電子出版のデスクトップ 4

ページという仕組み(その2)

 パソコンでの文書はスクロール=巻物が基本になっていると前回書いた。しかし画面上で文章をスクロールしたとたんに、今どこを読んでいたのか分からなくなったという経験は誰しもあると思う。最近流行りの文書ビュアが、スクロールではなく紙の本と同じようなページめくりを売り物としているのもこの意味では正しい。
 正しいからといってスクロールを排除しているとなると行き過ぎではなかろうか。たとえば文章の途中で長い名前が登場しそれが運悪くページとページの間を跨いでしまうと、読者はページを行ったり来たりしながら確認するといったような羽目に陥る。見出し語がページを跨いでしまう、「泣き別れ」と呼ばれる現象もある。
 電子出版では紙という物理的制約がないのだ。そんな時にはスクロールを使って数行の移動をしたくなるのは当然だろう。スクロールという機能は読者が自分で自由に見える範囲を区切れるということであり、電子出版の持つ柔軟なページの仕組みなのだ。
 パソコンのスクロールには1行づつ移動する機能以外にページダウン、ページアップという機能がある。これは紙媒体のページ切り替えに似た機能だ。しかし、単に行を1画面分移動するのではなく、必ず前画面の最後の行が次画面の最初の1行となるように設定されている。
 この機能を基本にして読み進めると、どこを読んでいるか分からなくなるというスクロールの不安定さもなく、また旧来のページにおける泣き別れの問題もない。この優れたページ方式はもっと評価されて積極的に使われて良いのではないだろうか。

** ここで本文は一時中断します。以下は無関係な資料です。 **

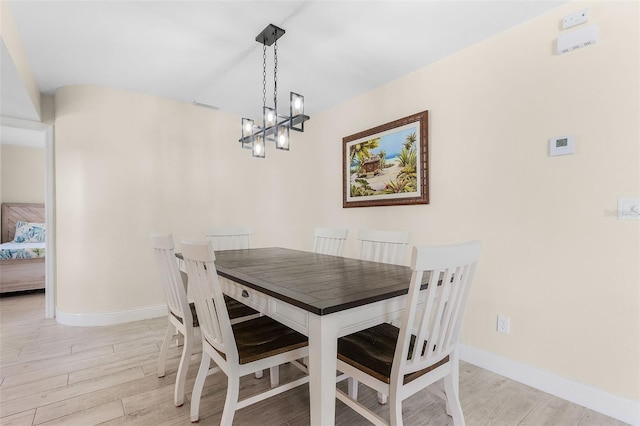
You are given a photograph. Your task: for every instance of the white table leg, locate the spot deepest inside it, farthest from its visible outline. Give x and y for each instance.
(323, 350)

 さてページという区切りには物理的に納まる範囲ということ以外に、いわゆる「改ページ」などの意味上の演出効果もある。章が終わったら、それがページの途中であろうがあとは空白とし、次のページまで飛んで新しい章を始めるという演出方法だ。また見開き編集などのページという制約を表現に活かした編集も有効な技法だろう。
 この場面では「ページ」は重要な意味を持つ存在になってくる。したがって単なるスクロールとは異なる動作が必要だ。つまり一つの流れが終わったという「しるし」を表現することが必要であり、また次の流れへ進む明示的な動作を持たせることも必要になる。
 巻物にたとえるなら章単位程度を一つの巻物とし、その巻物を順番に読んでいくという読むリズムを設計するわけだ。本のジャンルによっては節単位程度で区切っても良いし、実用的な書物では項目単位での区切りもあり得るだろう。
 そういった観点から見るとWebのホームページは面白いページ概念を持っている。つまり可変長のページという概念である。一つのページの長さはいかようにも設計できる。
 見開き編集のように一つの画面に入りきるよう内容を区切って見せることも可能だし、もっと長々と書き綴って一段落したところで次のページへのリンクを置いておくことも可能だ。画面単位で区切った場合でも1ページ何字何行というガチガチの単位ではなく大体画面1枚分でというアバウトなやり方が成立することも魅力的である。
 ページという仕組みは電子化によって大きく変貌を遂げている。ある時はチャートのように短いページを有機的につなぎ合わせ、ある時は巻物のように長いページをめくる。自由にページの長さを編集することが出来るのが電子出版の新しい表現の可能性だろう。